| ← 80 | 81 | 82 → |
- Cardinal: eighty-one
- Ordinal: 81st (eighty-first)
- Factorization: 3^{4}
- Divisors: 1, 3, 9, 27, 81
- Greek numeral: ΠΑ´
- Roman numeral: LXXXI, lxxxi
- Binary: 1010001_{2}
- Ternary: 10000_{3}
- Senary: 213_{6}
- Octal: 121_{8}
- Duodecimal: 69_{12}
- Hexadecimal: 51_{16}

= 81 (number) =

81 (eighty-one) is the natural number following 80 and preceding 82.

== In mathematics ==
81 is:

- the square of 9 and the second fourth-power of a prime: 3^{4}.
- with an aliquot sum of 40; within an aliquot sequence of three composite numbers (81,40,50,43,1,0) to the Prime in the 43-aliquot tree.
- a perfect totient number like all powers of three.
- a heptagonal number.
- an icosioctagonal number.
- a centered octagonal number.
- a tribonacci number.
- an open meandric number.
- the ninth member of the Mian-Chowla sequence.
- a palindromic number in bases 8 (121_{8}) and 26 (33_{26}).
- a Harshad number in bases 2, 3, 4, 7, 9, 10 and 13.
- the only number in decimal whose square root equals its digit sum, both being 9. More generally, for any base $b > 1$, the corresponding number with this property is $(b-1)^2$.
- one of three non-trivial numbers (the other two are 1458 and 1729) which, when its digits (in decimal) are added together, produces a sum which, when multiplied by its reversed self, yields the original number:
 8 + 1 = 9
 9 × 9 = 81 (although this case is somewhat degenerate, as the sum has only a single digit).

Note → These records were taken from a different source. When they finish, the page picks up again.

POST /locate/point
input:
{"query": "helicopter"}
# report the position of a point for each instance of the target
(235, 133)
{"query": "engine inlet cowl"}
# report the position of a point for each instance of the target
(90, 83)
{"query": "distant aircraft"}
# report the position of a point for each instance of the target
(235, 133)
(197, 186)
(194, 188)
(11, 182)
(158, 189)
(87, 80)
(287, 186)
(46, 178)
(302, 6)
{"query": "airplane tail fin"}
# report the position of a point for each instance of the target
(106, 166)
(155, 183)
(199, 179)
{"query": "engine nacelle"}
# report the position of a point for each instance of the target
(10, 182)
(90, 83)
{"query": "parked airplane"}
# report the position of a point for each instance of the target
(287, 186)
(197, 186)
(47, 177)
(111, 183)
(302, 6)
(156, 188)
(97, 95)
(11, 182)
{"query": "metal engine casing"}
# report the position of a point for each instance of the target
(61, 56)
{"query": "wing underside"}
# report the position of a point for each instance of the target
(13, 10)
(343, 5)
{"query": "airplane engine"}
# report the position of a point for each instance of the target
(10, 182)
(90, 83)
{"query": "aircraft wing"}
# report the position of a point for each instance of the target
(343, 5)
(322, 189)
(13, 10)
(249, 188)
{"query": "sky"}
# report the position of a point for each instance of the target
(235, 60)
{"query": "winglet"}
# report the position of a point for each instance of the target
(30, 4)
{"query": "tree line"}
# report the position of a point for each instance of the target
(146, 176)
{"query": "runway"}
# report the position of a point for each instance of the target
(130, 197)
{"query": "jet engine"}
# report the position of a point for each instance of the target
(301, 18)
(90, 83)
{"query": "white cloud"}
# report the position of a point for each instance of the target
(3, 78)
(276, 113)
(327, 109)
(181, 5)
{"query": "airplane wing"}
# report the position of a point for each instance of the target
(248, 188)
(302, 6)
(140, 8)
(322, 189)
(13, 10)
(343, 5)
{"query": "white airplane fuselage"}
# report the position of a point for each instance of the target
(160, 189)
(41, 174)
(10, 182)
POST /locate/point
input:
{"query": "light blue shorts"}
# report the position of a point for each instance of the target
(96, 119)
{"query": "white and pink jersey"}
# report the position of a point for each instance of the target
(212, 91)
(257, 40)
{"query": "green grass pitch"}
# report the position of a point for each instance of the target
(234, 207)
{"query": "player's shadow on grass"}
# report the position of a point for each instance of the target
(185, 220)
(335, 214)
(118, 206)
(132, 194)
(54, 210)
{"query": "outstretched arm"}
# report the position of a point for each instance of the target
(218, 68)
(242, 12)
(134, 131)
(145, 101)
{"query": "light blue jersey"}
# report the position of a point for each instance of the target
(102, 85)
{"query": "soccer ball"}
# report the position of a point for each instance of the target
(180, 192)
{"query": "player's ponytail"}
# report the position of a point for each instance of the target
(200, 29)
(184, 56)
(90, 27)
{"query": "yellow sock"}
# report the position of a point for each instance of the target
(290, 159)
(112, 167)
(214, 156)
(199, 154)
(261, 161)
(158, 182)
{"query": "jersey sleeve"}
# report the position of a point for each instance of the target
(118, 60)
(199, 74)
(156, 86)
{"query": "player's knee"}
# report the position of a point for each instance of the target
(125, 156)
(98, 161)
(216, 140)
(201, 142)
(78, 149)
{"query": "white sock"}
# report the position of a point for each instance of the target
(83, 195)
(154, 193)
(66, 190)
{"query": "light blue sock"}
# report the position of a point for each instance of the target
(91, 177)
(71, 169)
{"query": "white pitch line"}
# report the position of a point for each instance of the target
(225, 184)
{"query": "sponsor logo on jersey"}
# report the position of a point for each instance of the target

The inverse of 81 is 0.0̅1̅2̅3̅4̅5̅6̅7̅9̅ recurring, missing only the digit "8" from the complete set of digits. This is an example of the general rule that, in base b,
$\frac{1}{\left(b-1\right)^2} = 0.\overline{012\cdots(b-4)(b-3)(b-1)},$
omitting only the digit b−2.

== In other fields ==
81 is also:
- The symbolic number of the Hells Angels Motorcycle Club. 'H' and 'A' are the 8th and 1st letter of the alphabet, respectively.
- 81 (八一) is referenced in flags and symbols of the People's Liberation Army as it was founded on August 1 (8/1).